見えるだろう、樹に縛りつけたあんたの恋人のおチンチンが。とても悦んでいるじゃねえか、あんたがこうしておれに犯される姿を見て、あんなに堅くみなぎらせて、今にも射精しそうだぜ。
薄笑いを浮かべた男は淫靡に呟いた。
暗いさざ波のような翳りが津村さんの軀をおおっているというのに、彼の下半身に中心にあるものだけが潤んだ光沢を放ち、これまでわたしが触れたことのなかった堅さと大きさと、欲望をむき出しにしていた。わたしに起こっていることが現実なのか夢なのかわからなかった。わたしは叫ぼうとしていた、でもいったい何を叫んでいいのかわからなかった。肉襞だけを収縮させ、犯している男のものを無意識に食い締めていた。そして、子宮の奥深くを烈しく凌辱されることに不思議な恍惚感に深く浸っていった。

…あっ…ああっ…ううっ……
掻き切られた陰部の襞が、粘りつくようにペニスが絡む。そして男の腰が伸びきった瞬間、撥ねるようなペニスから生温かい精液が私の中にほとばしった。その精液は、まるで襞に群がる無数の蟻のように蠢き、私の中の奥深く濃密で身震いするような痛みをともないながらねっとりと注ぎ込まれていったのだった。

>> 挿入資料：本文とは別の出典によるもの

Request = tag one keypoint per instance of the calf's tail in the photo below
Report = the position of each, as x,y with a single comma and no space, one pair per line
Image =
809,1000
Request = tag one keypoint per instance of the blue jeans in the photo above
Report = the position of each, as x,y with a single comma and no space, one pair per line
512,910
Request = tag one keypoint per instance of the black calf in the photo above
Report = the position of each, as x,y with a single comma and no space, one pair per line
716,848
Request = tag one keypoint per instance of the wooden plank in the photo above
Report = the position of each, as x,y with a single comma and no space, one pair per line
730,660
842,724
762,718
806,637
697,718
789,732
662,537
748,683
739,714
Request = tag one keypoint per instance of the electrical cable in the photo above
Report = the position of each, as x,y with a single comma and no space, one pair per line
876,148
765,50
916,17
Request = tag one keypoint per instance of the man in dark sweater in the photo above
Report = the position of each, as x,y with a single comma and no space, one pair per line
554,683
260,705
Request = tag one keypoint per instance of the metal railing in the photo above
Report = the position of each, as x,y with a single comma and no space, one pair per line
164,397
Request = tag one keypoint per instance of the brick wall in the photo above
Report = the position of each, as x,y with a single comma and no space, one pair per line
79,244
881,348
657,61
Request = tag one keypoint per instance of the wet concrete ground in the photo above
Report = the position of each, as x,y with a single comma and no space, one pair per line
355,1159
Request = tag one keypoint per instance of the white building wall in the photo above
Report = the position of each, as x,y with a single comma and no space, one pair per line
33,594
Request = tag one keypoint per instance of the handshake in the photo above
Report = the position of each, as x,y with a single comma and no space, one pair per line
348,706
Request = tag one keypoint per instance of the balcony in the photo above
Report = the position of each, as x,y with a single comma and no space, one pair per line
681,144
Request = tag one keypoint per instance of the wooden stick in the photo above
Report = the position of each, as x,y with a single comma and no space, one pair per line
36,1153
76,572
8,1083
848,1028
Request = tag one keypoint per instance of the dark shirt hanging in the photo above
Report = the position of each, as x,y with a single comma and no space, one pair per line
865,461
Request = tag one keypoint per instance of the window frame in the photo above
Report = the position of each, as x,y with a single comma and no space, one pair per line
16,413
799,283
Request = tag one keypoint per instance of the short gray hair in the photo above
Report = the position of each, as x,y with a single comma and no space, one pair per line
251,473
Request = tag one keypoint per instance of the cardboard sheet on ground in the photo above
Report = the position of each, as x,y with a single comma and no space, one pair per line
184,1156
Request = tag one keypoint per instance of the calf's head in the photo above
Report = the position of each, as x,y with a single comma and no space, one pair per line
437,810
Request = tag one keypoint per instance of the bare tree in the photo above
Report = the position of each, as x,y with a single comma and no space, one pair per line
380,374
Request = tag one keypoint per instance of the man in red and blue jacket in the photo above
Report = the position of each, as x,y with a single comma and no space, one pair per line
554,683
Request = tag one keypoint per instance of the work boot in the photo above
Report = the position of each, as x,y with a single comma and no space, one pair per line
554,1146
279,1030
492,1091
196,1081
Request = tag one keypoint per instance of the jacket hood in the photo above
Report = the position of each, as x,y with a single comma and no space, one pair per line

男は何度となく私の中で射精した。男の体のなかにある精液が尽き果てるまで、彼は獣のようにわたしの肉洞に飛沫を荒立てた。男が放出した重く澱んだものが私の肉奥に深く滲み入り、体温を吸い取りながら子宮へ流れていった。
そのとき、ふたたび樹木の葉から雫が滴り落ちてきたような気がした、あのときの雫が。わたしの瞼の裏に枝葉からしたたる雫が見えた。月の光と溶け合ったかと思うと、無数のガラスの破片のように飛び散り、その音は森の中に木霊していった。わたしは津村さんに目を向けた。小刻みに下半身をゆがめる彼の太腿に白い樹液が流れていた……。